Stiles ferma les yeux. Il n'eut pas envie de répondre. En tout cas, s'il s'agissait réellement de son imagination qui lui jouait des tours, la représentation qu'il faisait de Derek était fort fidèle, si l'on exceptait son comportement tendant vers une proximité surprenante. C'était ce paradoxe-là qui le faisait réellement tiquer. Derek était atrocement réel mais son attitude était complètement improbable, ce qui favorisait l'expression d'un fantasme de son cru sous la forme d'une hallucination. Stiles rouvrit doucement les yeux et soupira.
- Si tu veux descendre, tu dois prendre ton temps. On va y aller doucement, à ton rythme.
Pourquoi la voix de Derek lui paraissait-elle si douce ? Pourquoi il désira se l'imaginer, le matin, au réveil, après un moment intime ? Parce qu'il était taré et qu'il avait toujours eu un faible pour ce loup mal luné. Non, c'était bien plus que ça : il s'en était amouraché.
- Je voulais y arriver seul, soupira-t-il, abattu.
- T'en es pas encore capable.
La franchise à la Derek Hale, cette vérité dans sa forme la plus pure. Qu'importe ce que l'on voulait entendre, il restait honnête. Stiles soupira. Il en était conscient. Oui, il savait qu'il en était incapable, dans le fond. Pas parce qu'il était nul, simplement parce que son corps n'avait pas encore assez récupéré. Le jeune homme s'était littéralement épuisé à la tâche, négligé au point de s'évanouir à plusieurs reprises. Oui, à bien y réfléchir, il avait déconné. C'était uniquement de sa faute s'il se retrouvait dans cette situation. Mais il y avait pire : dans un sens, il s'était habitué à se traiter de cette manière, d'autant plus que cet oubli de soi avait débuté par un effacement de la part des autres, cette indifférence à sa personne qui avait manqué de le faire partir.
- Mais je peux t'aider. Tu peux le descendre cet escalier, avec moi.
Un frisson parcourut l'intégralité de l'adolescent, comme si cette dernière phrase comportait un double-sens. Mais ce n'était pas le cas, n'est-ce pas ?

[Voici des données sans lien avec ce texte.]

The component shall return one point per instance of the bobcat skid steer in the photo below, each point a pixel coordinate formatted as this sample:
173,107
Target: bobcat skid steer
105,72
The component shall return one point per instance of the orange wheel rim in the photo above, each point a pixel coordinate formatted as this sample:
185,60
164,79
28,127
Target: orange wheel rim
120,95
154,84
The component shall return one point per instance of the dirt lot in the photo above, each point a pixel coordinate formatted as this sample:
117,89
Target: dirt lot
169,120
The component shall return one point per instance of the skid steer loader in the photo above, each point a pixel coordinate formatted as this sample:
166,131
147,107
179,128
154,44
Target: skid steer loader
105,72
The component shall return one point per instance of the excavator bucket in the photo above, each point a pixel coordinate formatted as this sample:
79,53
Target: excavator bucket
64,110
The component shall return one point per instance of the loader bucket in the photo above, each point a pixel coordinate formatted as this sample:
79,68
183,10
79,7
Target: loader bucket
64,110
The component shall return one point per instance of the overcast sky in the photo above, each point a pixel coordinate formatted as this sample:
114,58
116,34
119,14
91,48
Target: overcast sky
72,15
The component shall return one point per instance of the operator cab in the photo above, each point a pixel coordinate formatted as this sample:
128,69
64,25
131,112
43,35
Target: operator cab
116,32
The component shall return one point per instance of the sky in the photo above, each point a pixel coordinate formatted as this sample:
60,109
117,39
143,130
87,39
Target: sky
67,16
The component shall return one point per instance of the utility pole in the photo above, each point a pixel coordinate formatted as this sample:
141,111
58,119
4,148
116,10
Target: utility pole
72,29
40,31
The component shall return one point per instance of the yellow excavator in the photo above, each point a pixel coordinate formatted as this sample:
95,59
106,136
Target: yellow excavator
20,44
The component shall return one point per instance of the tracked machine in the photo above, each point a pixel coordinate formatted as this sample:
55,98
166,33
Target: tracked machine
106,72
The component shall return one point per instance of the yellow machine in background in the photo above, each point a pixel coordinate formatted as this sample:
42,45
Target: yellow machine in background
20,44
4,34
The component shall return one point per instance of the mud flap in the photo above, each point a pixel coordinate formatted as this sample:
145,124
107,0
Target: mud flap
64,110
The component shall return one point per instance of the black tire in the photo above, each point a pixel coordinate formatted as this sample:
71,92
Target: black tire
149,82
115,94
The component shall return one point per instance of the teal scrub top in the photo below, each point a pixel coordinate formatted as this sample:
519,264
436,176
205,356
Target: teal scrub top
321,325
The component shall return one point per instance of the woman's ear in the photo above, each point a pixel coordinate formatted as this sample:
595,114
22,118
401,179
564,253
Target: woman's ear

Sur ces paroles prononcées avec une certaine profondeur, Derek fit glisser l'une de ses mains jusqu'à celle de Stiles, qu'il serra doucement. Presque instinctivement, il entrelaça leurs doigts, sous les yeux effarés de l'hyperactif. Vraiment, il allait falloir qu'il se mette d'accord avec lui-même sur ce qu'était Derek. Hallucination ou non, il le perturbait grandement et faisait battre son cœur différemment. Il baissa à nouveau les yeux vers leurs mains, et hocha doucement, presque timidement la tête.